Oleh: Fatemeh Modaresi
Perundingan nuklir tidak langsung antara Iran dan Amerika Serikat telah lama menjadi perjalanan diplomatik yang menegangkan, penuh dengan ketegangan, ketidakpercayaan, dan beban sejarah.
Inti dari kisah yang telah berlangsung selama puluhan tahun ini adalah program nuklir sipil Iran yang damai, yang ditakutkan oleh negara-negara Barat dapat menjadi batu loncatan menuju senjata nuklir.
Namun, bagi Iran, masalahnya lebih pada kedaulatan dan kemerdekaan daripada sains dan energi. Pemimpin Revolusi Islam Iran telah dengan tegas menyatakan bahwa Republik Islam tidak mengincar senjata nuklir atau senjata pemusnah massal apa pun.
Iran, sebagai penanda tangan Perjanjian Non-Proliferasi Nuklir (NPT), memiliki hak untuk menjalankan program nuklir damai untuk tujuan kesehatan dan energi. Dan itulah yang sedang dilakukannya.
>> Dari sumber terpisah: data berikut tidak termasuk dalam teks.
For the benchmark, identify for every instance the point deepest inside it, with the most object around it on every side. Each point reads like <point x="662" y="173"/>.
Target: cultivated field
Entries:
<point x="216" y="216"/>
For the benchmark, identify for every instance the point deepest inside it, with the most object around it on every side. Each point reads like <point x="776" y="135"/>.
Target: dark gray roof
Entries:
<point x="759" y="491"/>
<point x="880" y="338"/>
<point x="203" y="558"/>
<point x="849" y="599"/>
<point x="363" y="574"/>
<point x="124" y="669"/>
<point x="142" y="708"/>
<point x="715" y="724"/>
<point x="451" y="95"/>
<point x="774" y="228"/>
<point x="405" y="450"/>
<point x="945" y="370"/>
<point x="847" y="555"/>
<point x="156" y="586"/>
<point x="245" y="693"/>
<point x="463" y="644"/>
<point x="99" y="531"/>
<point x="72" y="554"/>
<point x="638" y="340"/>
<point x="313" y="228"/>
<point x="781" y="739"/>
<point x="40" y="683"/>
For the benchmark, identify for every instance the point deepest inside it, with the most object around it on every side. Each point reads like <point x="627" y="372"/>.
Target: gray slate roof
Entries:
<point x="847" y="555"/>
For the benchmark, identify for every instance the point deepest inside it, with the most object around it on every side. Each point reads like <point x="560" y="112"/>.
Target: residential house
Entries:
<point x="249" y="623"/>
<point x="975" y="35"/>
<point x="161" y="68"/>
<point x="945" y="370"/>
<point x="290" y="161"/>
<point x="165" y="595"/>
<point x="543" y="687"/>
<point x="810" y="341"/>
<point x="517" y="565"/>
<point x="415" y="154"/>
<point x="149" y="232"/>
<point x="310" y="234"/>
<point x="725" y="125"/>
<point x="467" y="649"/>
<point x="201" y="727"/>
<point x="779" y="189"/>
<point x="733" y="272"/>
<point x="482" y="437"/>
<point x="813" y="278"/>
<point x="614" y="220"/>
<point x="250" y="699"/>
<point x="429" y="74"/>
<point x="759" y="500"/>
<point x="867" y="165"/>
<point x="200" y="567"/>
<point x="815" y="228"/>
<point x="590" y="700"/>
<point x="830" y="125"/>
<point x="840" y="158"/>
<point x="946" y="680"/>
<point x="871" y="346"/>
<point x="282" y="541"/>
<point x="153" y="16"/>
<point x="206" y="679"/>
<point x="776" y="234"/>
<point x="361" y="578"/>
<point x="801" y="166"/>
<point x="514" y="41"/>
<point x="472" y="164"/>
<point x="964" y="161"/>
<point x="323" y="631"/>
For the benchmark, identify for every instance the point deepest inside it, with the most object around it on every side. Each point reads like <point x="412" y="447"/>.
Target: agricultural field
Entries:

Ceritanya dimulai pada tahun 1979, ketika Revolusi Islam yang sangat populer menggulingkan rezim yang didukung Barat di Teheran dan mengakhiri campur tangan Amerika di negara tersebut. Sejak saat itu, penentangan Iran terhadap campur tangan AS di kawasan tersebut, dan dukungan Teheran terhadap kelompok perlawanan dari Palestina hingga Lebanon hingga Irak, menyebabkan putusnya hubungan diplomatik mereka.
Terkejut dengan penolakan tersebut, Amerika mulai memainkan permainan nakal untuk menyelesaikan masalah.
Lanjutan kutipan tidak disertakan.